Планшет был китайский, недорогой и не новый, но заботливо завёрнутый в полиэтиленовый пакет. Я таких давно не видел — сейчас перешли на тонкие, шуршащие. Новый материал назывался «ПВД», «полиэтилен высокого давления». Он был экономичнее, дешевле и гораздо слабее того, который «низкого давления» — тот потолще, поплотнее и покрепче. Когда я был маленьким — мама стирала пакеты и вешала сушиться на кафельный фартук между плитой и раковиной, мазнув по плитке коричневым хозяйственным мылом. С тонкими шуршащими недоразумениями такой номер вряд ли прошёл бы. Да и недостатка в них теперь не было — в каждом магазине по нескольку рулонов, рви — не хочу. У деда же пакет выглядел стиранным неоднократно — почти непрозрачный. С историей вещь.
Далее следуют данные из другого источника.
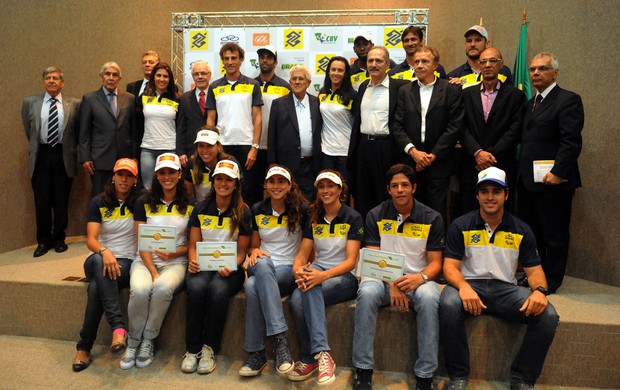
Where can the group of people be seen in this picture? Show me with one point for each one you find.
(206, 155)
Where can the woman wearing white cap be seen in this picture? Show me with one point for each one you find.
(335, 232)
(155, 276)
(199, 170)
(110, 235)
(276, 237)
(222, 216)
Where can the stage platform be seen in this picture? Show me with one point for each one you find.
(45, 298)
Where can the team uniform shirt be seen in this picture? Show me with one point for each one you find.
(271, 90)
(215, 225)
(165, 215)
(404, 71)
(491, 255)
(233, 103)
(337, 123)
(272, 229)
(117, 232)
(330, 239)
(470, 78)
(419, 233)
(160, 115)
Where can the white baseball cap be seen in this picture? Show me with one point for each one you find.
(228, 168)
(168, 160)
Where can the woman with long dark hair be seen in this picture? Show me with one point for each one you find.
(158, 109)
(157, 275)
(221, 217)
(110, 235)
(276, 237)
(335, 232)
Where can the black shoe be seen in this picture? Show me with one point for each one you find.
(41, 250)
(60, 247)
(362, 379)
(423, 383)
(254, 364)
(283, 354)
(80, 365)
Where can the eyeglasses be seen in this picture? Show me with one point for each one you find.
(543, 68)
(491, 60)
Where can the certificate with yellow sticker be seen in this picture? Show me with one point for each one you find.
(387, 266)
(157, 237)
(213, 256)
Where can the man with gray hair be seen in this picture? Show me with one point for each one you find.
(50, 122)
(294, 137)
(192, 110)
(548, 169)
(107, 127)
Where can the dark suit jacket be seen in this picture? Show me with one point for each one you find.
(552, 132)
(444, 122)
(104, 138)
(499, 135)
(357, 119)
(284, 144)
(31, 117)
(190, 119)
(134, 87)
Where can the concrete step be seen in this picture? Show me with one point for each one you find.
(45, 298)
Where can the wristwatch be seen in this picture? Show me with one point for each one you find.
(542, 290)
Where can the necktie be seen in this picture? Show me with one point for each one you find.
(537, 102)
(202, 102)
(52, 124)
(112, 101)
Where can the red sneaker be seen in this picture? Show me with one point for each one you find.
(302, 371)
(326, 368)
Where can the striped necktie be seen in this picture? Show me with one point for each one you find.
(53, 137)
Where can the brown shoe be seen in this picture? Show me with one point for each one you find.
(119, 342)
(81, 361)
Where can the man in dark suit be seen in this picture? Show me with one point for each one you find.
(427, 126)
(192, 111)
(371, 152)
(149, 60)
(492, 128)
(294, 137)
(107, 127)
(50, 122)
(548, 169)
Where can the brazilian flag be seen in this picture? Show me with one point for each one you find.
(521, 75)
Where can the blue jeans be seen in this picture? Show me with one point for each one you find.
(372, 295)
(147, 165)
(102, 298)
(503, 300)
(208, 295)
(264, 289)
(149, 300)
(309, 312)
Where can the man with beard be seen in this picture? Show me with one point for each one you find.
(272, 87)
(470, 73)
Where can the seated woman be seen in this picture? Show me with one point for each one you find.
(156, 275)
(222, 216)
(335, 232)
(158, 109)
(276, 238)
(198, 174)
(110, 235)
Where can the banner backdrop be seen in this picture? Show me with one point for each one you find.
(311, 46)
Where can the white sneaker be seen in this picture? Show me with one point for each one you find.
(207, 360)
(129, 358)
(190, 362)
(145, 354)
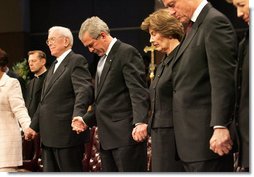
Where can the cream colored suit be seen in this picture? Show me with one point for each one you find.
(12, 113)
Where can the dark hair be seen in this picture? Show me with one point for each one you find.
(3, 58)
(164, 23)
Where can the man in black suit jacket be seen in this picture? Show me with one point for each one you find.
(121, 99)
(67, 92)
(203, 87)
(242, 94)
(37, 64)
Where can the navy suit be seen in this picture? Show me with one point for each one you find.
(65, 94)
(203, 85)
(121, 101)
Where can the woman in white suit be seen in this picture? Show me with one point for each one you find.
(13, 114)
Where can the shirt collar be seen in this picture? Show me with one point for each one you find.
(110, 46)
(198, 10)
(62, 57)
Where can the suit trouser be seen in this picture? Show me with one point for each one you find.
(164, 151)
(131, 158)
(63, 159)
(221, 164)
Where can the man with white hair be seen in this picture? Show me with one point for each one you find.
(67, 92)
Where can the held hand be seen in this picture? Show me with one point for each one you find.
(139, 133)
(221, 142)
(29, 134)
(78, 125)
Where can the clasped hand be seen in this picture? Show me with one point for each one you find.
(221, 142)
(139, 133)
(78, 124)
(29, 134)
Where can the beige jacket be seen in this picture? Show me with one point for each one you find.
(12, 114)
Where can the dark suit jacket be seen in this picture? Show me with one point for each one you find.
(21, 81)
(121, 98)
(67, 94)
(33, 93)
(203, 84)
(161, 92)
(242, 104)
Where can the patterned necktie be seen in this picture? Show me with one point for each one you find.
(100, 66)
(188, 28)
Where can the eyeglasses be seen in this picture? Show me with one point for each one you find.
(93, 41)
(52, 40)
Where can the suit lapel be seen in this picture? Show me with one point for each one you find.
(106, 68)
(50, 81)
(187, 39)
(104, 74)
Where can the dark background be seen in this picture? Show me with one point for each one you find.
(24, 24)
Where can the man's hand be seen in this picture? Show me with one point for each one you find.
(139, 133)
(29, 134)
(78, 124)
(221, 142)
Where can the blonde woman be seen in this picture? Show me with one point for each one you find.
(166, 33)
(12, 114)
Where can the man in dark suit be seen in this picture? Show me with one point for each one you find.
(37, 64)
(203, 87)
(121, 100)
(242, 94)
(67, 92)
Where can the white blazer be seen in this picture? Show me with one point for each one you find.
(12, 114)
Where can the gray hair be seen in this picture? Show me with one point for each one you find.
(94, 26)
(66, 32)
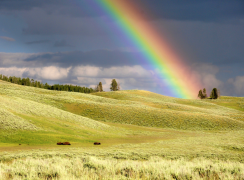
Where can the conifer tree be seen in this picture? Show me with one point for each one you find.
(100, 87)
(200, 94)
(204, 93)
(214, 94)
(114, 85)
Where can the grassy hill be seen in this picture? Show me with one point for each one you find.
(144, 135)
(39, 116)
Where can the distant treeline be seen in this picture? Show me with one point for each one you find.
(31, 82)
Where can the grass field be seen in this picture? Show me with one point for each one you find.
(144, 135)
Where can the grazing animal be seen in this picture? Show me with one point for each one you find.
(64, 143)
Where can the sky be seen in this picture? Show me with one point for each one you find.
(71, 42)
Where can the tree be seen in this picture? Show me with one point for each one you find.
(204, 93)
(100, 87)
(114, 85)
(200, 94)
(214, 94)
(118, 86)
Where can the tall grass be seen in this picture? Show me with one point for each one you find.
(107, 168)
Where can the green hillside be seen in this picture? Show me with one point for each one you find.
(39, 116)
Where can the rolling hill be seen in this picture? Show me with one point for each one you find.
(39, 116)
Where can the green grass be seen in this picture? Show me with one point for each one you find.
(144, 135)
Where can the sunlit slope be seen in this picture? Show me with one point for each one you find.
(128, 107)
(27, 121)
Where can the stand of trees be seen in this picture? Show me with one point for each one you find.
(99, 87)
(114, 86)
(215, 94)
(31, 82)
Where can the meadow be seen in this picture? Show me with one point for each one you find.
(143, 135)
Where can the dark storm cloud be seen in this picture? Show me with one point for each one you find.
(207, 10)
(100, 58)
(38, 42)
(61, 43)
(28, 4)
(192, 10)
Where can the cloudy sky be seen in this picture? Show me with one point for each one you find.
(71, 42)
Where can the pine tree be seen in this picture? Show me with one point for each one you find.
(114, 85)
(100, 87)
(214, 94)
(200, 94)
(204, 93)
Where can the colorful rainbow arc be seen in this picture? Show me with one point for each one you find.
(155, 50)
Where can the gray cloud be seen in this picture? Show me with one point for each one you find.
(61, 43)
(38, 42)
(207, 10)
(7, 38)
(103, 58)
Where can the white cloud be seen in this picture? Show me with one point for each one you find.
(113, 72)
(238, 84)
(12, 71)
(50, 73)
(7, 38)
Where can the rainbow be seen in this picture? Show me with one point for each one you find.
(175, 74)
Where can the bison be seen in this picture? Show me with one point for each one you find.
(64, 143)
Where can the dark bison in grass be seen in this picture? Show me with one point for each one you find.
(64, 143)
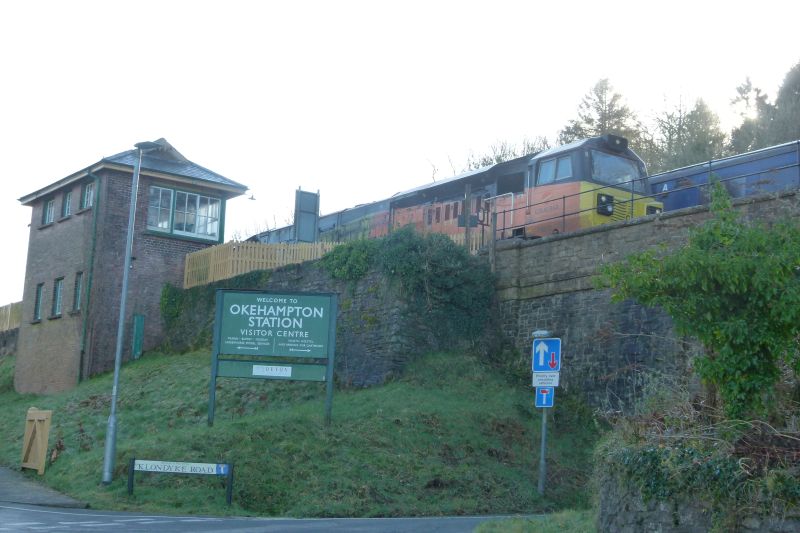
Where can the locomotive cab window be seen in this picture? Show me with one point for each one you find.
(612, 169)
(554, 169)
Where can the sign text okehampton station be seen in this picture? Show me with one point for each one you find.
(264, 324)
(289, 318)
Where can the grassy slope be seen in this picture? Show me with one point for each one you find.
(450, 437)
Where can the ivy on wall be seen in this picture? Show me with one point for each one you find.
(453, 289)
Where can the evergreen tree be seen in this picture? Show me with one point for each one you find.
(786, 124)
(504, 150)
(757, 115)
(690, 137)
(602, 111)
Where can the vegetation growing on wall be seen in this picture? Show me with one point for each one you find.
(188, 313)
(736, 287)
(451, 287)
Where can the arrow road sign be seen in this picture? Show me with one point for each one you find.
(545, 396)
(547, 355)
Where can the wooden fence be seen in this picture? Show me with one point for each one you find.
(233, 258)
(10, 316)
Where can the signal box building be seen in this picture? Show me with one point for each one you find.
(76, 254)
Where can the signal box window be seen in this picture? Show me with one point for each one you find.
(37, 303)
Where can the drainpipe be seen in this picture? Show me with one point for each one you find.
(89, 273)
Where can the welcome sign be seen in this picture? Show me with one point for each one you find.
(261, 335)
(291, 325)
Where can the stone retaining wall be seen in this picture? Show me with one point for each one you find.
(548, 284)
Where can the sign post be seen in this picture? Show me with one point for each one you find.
(262, 335)
(546, 367)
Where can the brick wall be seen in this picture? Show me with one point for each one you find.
(8, 341)
(48, 351)
(606, 347)
(49, 356)
(157, 260)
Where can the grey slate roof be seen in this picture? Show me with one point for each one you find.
(166, 160)
(170, 161)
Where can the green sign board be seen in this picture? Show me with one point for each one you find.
(254, 323)
(260, 335)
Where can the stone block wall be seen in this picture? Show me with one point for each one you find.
(547, 284)
(8, 342)
(623, 510)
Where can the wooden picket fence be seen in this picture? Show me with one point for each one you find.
(10, 316)
(234, 258)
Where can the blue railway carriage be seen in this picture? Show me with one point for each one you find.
(772, 169)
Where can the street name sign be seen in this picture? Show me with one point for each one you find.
(178, 467)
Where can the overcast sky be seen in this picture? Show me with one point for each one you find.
(358, 100)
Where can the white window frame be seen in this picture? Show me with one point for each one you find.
(58, 296)
(77, 291)
(49, 214)
(201, 213)
(37, 302)
(66, 204)
(87, 195)
(160, 208)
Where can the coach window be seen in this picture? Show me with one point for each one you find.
(547, 172)
(564, 168)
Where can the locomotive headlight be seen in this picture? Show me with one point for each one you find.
(605, 204)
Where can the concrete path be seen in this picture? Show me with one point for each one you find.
(18, 488)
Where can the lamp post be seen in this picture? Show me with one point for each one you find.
(111, 429)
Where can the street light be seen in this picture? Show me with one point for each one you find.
(111, 429)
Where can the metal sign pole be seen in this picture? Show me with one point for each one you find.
(542, 462)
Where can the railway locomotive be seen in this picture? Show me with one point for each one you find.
(578, 185)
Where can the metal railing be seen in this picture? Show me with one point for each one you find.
(622, 209)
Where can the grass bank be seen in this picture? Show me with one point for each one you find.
(450, 437)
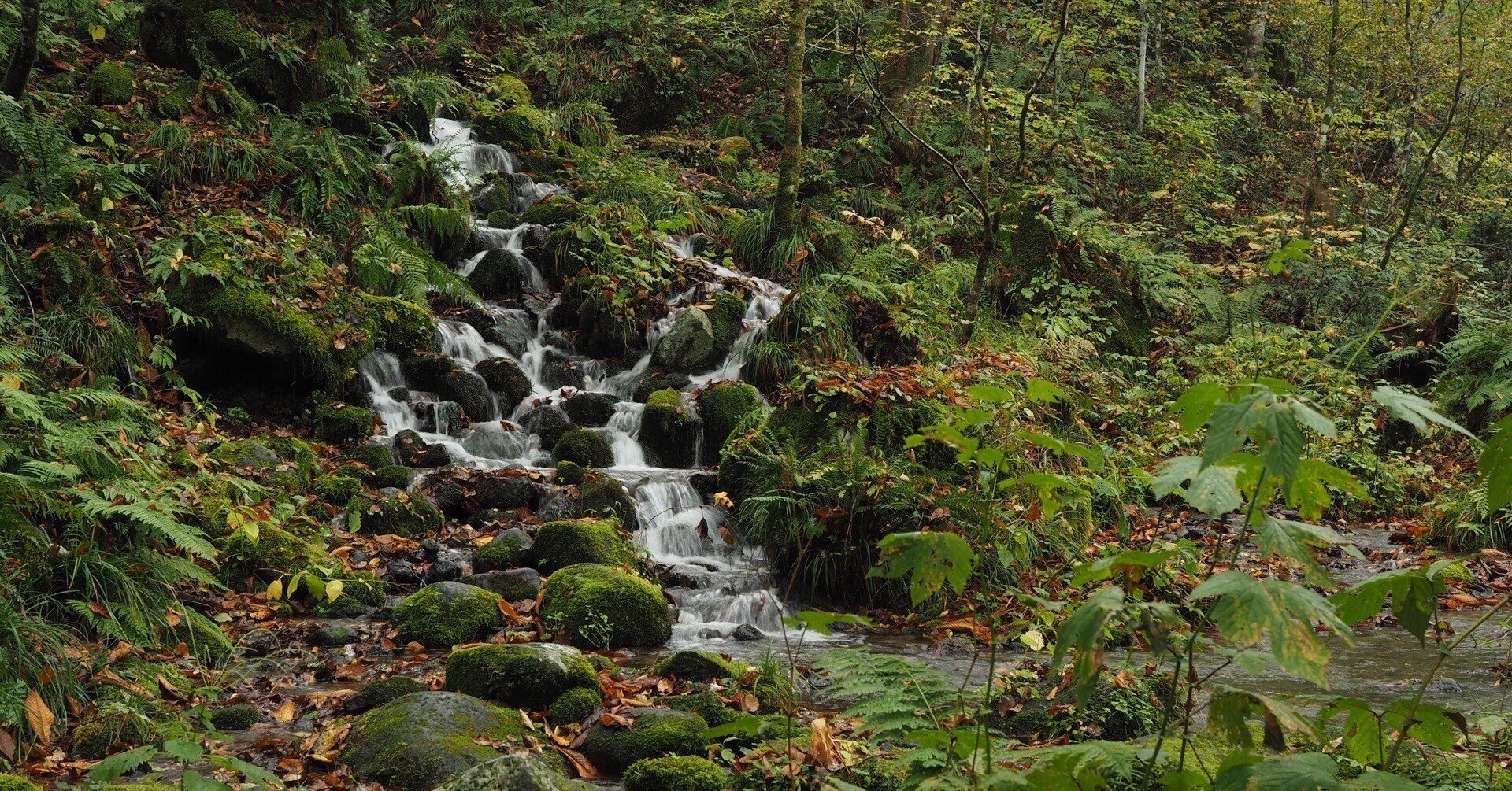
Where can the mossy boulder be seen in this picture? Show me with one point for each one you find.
(519, 771)
(655, 734)
(584, 446)
(580, 540)
(236, 717)
(339, 424)
(696, 666)
(504, 377)
(529, 675)
(422, 740)
(381, 692)
(575, 705)
(721, 407)
(670, 430)
(678, 773)
(338, 489)
(604, 607)
(111, 83)
(688, 347)
(398, 515)
(601, 495)
(506, 551)
(448, 613)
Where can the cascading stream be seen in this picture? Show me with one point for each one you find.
(717, 582)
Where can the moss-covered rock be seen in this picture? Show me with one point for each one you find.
(584, 446)
(604, 607)
(339, 425)
(602, 495)
(529, 675)
(696, 666)
(506, 551)
(447, 613)
(504, 377)
(655, 734)
(338, 489)
(111, 83)
(422, 740)
(678, 773)
(236, 717)
(381, 692)
(670, 430)
(721, 407)
(575, 705)
(397, 515)
(688, 347)
(581, 540)
(102, 734)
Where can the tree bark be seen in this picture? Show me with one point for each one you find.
(785, 211)
(19, 70)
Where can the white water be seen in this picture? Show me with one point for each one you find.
(678, 528)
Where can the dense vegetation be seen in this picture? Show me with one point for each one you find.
(1102, 318)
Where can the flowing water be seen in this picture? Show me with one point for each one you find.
(720, 586)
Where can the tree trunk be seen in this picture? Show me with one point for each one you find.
(20, 67)
(785, 211)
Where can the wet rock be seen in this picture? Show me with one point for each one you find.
(330, 637)
(511, 584)
(590, 408)
(443, 571)
(425, 738)
(504, 377)
(529, 675)
(506, 492)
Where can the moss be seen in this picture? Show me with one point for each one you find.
(236, 717)
(111, 83)
(584, 446)
(398, 515)
(98, 735)
(696, 666)
(705, 704)
(391, 477)
(575, 705)
(338, 489)
(276, 551)
(581, 540)
(655, 734)
(425, 738)
(604, 607)
(506, 551)
(721, 407)
(552, 211)
(680, 773)
(339, 425)
(447, 613)
(381, 692)
(529, 675)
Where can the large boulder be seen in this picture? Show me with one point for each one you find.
(655, 734)
(670, 430)
(583, 540)
(506, 379)
(448, 613)
(397, 513)
(519, 771)
(584, 446)
(720, 408)
(528, 676)
(688, 347)
(422, 740)
(605, 608)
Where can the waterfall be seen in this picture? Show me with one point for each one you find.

— Вот! Сын подарил, — гордо похвалился старик. — Гляди, видал такое?
И показал мне на экране планшета одну из иконок приложений. Там их было всего штук пять-семь, даже удивительно. А указывал он на синий квадратик, в котором распахнула крылья какая-то белая птица с хохолком и раскрытой книгой на груди. Это я знал — сам таким же пользовался. Импортных новинок детективов, хоррора и прочей жести, что любила читать Катя, там не было, зато современной отечественной прозы — почти вся. Я читал про попаданцев и городское фэнтези. Было интересно. Иногда задумывался, что тогда, в прошлом, было как-то проще и честнее, что ли.
— Тут один сочинитель пишет знатно, про ведьм, оборотней, упырей всяких, что вокруг нас живут, — оживлённо вещал Алексеич, — забавно выходит у него. А парни, типа тебя, Сашка да Валерка, попадают в разные истории.
Я моргнул и сглотнул. Легче не становилось. Дядя Митя, сидя на камне и дымя самокруткой, продолжал мне рассказывать, в деталях и весело, про банкира и архивариуса, о которых я и сам с удовольствием читал раньше. Пока… Ну, в общем, можно сказать так, что с «Миром Ночи» я познакомился до того, как всю мой собственный мир поглотила чёртова тьма.
— А про Кортеса и Головина читали? — робко спросил я, когда дед выдохся рассказывать про старую паскуду Шлюндта.
— Про Головина чего-то помню, было недавно. Он ещё с Волковым и банкиром одним барагозил, тоже интересно. А Кортес — он пират, вроде, не? — заинтересовался старик.
Я рассказал странному деду про «Тайный город». Про зелёных ведьм он слушал с особым вниманием. Про рыжих рыцарей и воинов Нави — с меньшим интересом. Но автора и название записал. Я же про историю какого-то Волкова не читал — видимо, недавно вышла книга. За последние полгода я читал в основном свидетельства. Чаще — лилово-фиолетовые. И серо-синее вот недавно.